Le dernier paquet, Monsieur, que vous m'avez fait l'honneur de m'envoyer est venu à fort petites journées, à raison, entr'autres, de sa pesanteur qui a considérablement ralenti sa marche, et l'a obligé de faire séjour chez Mr Dauriac et au Repaire, de sorte qu'il ne m'a été rendu que le 4 au soir; J'ai été doublement mortifié de son retard lorsque j'y ai trouvé la lettre pour Me de st Viance, qui quoiqu'elle lui ait été portée le lendemain matin avant son réveil, lui aura peutêtre paru d'ancienne date. J'ai l'honneur, Monsieur, de vous faire les plus sincères remercimens du contenu dudit paquet, et de vous remettre les quatre parties du Journal Encyclopédique, ainsi que la Princesse de Babilone, si digne à tous égards du beau nom de Formosante, le frère Rigolet, le Discours du prétendu Major, dont on peut bien dire imo et maximus, comme je ne sai quel Gouverneur dit en arrêtant le Roi Stanislas déguisé qui avoit répondu aux interrogations sur sa qualité, Major sum, et les Droits des hommes, qui me paroit un modèle de Mémoire à consulter contre la Papauté. Ce dernier petit morceau purement historique est bien propre à faire naitre ou à confirmer les réflexions philosophiques dont la grande histoire de Diodore a été pour vous, Monsieur, une source féconde, ainsi que pour tout bon Lecteur.

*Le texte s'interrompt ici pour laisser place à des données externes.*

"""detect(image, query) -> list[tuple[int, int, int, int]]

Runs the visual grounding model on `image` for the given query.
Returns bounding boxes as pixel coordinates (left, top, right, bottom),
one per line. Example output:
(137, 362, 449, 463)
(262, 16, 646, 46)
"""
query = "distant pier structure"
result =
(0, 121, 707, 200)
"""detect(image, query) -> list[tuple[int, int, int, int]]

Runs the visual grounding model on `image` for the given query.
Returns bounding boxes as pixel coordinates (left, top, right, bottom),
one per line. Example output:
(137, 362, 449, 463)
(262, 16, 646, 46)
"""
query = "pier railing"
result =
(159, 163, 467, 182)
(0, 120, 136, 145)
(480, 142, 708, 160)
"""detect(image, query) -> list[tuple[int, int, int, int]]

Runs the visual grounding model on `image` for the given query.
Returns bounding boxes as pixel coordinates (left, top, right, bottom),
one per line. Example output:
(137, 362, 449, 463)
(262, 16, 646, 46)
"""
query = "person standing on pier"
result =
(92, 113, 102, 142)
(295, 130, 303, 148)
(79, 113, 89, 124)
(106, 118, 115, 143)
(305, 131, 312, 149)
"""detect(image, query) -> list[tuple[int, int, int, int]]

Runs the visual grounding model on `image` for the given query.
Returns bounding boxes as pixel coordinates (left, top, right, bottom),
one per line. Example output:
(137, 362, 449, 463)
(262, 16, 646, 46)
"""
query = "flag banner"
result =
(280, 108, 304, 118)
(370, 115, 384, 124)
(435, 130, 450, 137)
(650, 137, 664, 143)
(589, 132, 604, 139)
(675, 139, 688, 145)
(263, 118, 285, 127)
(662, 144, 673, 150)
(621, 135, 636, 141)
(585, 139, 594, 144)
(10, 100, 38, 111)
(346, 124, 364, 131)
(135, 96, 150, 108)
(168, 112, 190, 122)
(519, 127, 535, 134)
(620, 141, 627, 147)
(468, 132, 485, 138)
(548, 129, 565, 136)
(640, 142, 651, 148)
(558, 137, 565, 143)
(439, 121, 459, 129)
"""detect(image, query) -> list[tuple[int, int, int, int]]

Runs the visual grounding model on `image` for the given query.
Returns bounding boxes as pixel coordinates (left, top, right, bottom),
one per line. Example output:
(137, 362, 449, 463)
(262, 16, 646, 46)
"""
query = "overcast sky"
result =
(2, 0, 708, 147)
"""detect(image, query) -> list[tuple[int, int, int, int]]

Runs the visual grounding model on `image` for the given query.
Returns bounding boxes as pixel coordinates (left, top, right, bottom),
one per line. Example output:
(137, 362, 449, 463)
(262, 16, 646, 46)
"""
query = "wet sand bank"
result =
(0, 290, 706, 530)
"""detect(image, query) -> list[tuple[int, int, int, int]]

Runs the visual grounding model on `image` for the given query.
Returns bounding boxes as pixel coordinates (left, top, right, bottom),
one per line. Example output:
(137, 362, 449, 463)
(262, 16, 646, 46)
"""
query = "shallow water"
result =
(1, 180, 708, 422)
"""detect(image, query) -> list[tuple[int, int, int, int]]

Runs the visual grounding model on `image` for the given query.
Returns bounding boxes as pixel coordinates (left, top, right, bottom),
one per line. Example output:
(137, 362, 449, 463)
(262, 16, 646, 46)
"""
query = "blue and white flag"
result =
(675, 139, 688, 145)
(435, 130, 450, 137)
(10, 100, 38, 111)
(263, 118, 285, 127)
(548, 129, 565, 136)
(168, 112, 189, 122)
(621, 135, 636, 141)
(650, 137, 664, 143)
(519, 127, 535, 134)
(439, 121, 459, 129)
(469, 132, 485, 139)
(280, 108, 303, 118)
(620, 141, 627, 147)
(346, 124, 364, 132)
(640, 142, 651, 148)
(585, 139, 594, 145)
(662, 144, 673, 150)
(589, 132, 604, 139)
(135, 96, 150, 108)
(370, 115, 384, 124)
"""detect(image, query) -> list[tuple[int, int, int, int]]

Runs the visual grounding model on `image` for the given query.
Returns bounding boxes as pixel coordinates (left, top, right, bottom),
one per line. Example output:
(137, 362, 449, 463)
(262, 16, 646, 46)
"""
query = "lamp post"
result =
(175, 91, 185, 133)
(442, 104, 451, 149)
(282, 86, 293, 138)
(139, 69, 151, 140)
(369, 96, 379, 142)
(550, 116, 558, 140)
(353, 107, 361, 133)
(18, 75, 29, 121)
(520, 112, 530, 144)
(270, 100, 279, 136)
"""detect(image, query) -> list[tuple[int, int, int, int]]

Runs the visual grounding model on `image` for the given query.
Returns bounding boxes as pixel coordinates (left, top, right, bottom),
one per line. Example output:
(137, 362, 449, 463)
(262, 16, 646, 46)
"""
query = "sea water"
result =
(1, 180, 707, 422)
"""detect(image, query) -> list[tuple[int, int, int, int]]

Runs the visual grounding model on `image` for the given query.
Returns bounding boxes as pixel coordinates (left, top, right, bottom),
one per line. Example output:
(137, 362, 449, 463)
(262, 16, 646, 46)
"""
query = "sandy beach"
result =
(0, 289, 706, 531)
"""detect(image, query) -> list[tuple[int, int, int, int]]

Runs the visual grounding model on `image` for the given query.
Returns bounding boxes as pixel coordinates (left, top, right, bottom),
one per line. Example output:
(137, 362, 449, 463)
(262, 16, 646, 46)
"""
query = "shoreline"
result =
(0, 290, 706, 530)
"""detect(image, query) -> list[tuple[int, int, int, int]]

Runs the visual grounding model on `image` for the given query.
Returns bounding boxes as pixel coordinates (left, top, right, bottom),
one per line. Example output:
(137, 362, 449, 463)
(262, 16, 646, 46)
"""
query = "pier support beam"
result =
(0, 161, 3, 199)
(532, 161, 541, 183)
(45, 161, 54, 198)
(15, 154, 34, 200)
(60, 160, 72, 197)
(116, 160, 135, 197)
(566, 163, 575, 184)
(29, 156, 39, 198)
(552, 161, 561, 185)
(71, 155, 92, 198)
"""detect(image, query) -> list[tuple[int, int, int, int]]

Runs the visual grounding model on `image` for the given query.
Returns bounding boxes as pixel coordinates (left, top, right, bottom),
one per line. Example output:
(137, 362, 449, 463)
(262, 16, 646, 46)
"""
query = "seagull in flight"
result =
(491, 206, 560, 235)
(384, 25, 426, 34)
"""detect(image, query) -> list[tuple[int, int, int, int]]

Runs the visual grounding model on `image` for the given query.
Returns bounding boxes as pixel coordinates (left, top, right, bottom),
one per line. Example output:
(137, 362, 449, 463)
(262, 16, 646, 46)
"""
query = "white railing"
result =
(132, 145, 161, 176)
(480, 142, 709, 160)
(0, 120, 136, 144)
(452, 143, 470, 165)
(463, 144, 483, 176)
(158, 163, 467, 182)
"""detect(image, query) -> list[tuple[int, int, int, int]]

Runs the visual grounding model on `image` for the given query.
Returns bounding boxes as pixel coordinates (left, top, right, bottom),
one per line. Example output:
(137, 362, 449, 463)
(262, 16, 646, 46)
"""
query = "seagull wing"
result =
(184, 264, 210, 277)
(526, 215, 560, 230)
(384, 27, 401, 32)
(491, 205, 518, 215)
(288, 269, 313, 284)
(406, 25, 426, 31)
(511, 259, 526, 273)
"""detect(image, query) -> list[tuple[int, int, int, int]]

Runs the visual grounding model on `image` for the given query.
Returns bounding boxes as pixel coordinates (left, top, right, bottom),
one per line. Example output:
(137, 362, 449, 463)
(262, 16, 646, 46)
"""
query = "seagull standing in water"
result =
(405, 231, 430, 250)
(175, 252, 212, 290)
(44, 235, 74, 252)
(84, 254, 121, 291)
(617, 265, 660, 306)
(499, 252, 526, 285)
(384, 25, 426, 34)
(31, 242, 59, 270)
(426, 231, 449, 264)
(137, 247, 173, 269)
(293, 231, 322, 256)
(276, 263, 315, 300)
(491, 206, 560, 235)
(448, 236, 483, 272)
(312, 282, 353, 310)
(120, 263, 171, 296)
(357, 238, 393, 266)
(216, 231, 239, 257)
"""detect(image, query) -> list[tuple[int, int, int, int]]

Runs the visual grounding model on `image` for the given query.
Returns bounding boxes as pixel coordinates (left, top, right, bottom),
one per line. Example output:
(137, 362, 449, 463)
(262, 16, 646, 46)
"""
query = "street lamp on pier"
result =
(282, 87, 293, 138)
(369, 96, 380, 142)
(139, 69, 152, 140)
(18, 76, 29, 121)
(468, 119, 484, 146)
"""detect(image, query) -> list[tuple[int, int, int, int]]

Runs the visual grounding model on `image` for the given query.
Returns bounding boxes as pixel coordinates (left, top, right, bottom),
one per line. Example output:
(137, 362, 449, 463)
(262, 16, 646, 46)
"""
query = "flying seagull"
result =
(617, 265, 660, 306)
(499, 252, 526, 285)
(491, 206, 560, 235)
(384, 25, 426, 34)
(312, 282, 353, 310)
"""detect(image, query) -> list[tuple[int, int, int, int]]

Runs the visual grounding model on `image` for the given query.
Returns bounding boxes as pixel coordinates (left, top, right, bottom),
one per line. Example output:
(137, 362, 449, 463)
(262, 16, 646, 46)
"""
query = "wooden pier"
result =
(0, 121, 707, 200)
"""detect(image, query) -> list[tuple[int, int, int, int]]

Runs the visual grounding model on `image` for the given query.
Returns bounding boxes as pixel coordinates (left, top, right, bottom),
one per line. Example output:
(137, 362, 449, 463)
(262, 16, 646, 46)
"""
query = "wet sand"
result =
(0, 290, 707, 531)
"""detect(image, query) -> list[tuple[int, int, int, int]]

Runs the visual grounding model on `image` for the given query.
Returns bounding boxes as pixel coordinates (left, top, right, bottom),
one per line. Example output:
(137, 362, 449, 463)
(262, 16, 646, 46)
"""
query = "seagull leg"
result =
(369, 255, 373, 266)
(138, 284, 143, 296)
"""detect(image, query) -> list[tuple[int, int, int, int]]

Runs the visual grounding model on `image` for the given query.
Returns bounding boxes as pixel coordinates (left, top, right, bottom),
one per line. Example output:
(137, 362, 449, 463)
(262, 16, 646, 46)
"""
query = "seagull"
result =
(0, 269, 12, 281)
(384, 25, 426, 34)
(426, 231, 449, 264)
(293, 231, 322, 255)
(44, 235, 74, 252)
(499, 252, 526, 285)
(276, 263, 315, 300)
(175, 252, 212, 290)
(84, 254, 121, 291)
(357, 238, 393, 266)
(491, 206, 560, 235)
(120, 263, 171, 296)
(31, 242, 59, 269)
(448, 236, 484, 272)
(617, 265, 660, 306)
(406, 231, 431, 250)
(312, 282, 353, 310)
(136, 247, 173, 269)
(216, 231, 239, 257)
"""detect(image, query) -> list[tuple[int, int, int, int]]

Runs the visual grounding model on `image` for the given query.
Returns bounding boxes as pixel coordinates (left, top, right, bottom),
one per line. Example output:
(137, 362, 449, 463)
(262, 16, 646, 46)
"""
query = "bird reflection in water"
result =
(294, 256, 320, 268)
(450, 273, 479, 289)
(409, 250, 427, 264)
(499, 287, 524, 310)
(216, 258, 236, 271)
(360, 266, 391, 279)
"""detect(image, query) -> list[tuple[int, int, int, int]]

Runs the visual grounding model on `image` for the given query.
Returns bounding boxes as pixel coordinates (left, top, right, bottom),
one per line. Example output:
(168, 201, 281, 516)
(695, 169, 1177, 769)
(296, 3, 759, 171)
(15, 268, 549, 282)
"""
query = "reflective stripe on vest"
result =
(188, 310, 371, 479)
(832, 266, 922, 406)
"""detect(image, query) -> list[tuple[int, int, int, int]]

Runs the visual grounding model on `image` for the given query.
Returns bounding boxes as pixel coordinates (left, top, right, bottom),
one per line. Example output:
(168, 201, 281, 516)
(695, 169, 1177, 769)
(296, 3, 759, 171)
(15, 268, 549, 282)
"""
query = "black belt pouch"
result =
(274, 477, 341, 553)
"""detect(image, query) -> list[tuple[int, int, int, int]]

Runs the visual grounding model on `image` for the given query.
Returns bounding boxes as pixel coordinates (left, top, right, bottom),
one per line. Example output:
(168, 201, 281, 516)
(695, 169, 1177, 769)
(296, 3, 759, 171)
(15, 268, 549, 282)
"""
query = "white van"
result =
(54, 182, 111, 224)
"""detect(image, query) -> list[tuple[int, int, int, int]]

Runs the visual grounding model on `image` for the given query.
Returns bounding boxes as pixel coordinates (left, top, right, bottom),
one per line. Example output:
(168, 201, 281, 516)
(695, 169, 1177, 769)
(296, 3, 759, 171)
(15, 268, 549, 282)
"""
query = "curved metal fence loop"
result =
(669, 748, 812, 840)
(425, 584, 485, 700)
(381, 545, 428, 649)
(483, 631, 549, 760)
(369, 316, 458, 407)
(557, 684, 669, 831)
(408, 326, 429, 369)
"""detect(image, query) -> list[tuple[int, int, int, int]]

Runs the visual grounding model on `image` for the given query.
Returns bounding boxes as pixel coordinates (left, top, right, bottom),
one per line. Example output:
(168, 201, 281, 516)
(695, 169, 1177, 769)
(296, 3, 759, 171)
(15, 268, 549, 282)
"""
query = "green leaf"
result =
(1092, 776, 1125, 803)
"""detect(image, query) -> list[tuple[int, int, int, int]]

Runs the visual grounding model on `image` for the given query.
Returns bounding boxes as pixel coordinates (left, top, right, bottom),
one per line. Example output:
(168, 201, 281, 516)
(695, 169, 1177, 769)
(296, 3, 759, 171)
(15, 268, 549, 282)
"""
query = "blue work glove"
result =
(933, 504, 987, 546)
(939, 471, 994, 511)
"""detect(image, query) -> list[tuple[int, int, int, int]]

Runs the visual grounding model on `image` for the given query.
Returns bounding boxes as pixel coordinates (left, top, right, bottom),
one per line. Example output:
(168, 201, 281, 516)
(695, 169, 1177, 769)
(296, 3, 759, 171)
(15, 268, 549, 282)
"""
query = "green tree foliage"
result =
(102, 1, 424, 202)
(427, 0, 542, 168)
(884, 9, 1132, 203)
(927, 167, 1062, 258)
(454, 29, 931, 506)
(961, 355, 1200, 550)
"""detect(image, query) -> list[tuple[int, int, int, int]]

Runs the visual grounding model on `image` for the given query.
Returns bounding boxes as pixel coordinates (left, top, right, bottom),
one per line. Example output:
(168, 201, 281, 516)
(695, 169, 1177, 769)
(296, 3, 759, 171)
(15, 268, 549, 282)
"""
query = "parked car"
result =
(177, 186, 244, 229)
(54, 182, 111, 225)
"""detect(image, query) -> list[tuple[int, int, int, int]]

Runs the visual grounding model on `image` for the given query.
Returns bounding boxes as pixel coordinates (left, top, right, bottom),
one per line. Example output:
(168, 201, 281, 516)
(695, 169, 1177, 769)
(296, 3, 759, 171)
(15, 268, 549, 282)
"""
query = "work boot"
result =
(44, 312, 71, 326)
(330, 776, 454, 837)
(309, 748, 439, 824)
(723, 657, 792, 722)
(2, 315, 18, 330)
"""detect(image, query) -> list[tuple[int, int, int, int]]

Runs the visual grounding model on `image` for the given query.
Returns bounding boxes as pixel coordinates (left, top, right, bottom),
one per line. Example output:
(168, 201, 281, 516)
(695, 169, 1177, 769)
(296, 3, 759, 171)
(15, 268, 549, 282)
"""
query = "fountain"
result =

Il seroit bien à souhaiter que les souverains en fissent de pareilles lorsqu'ils lisent quelque histoire, suposé que la lecture les occupe de tems en tems, ce qu'on ne peut guères croire lorsqu'on voit à peu près les mêmes fautes sous tous les règnes, et qu'il est à présumer qu'on auroit évitées en réfléchissant mûrement sur le récit des événemens passés. Si le Pape régnant, par exemple, avoit bien possédé l'histoire de ses Prédécesseurs il y a lieu de penser qu'elle lui auroit apris à se mieux conformer aux tems, et à ne pas compromettre l'honneur de la thiare en prenant un ton qu'il ne peut plus soutenir. Il auroit eu une conduite toute oposée à celle qui l'a mis par degrés dans la position très critique où il se trouve, et dont il n'y a pas d'aparence qu'il puisse se tirer honnêtement. Il s'embourbe au contraire de plus en plus. Il vient d'adresser le Bref le plus révoltant à la République de Venise; Je ne doute pas que ces Pantalons ne lui fassent sentir leur mécontentement de plus d'une manière.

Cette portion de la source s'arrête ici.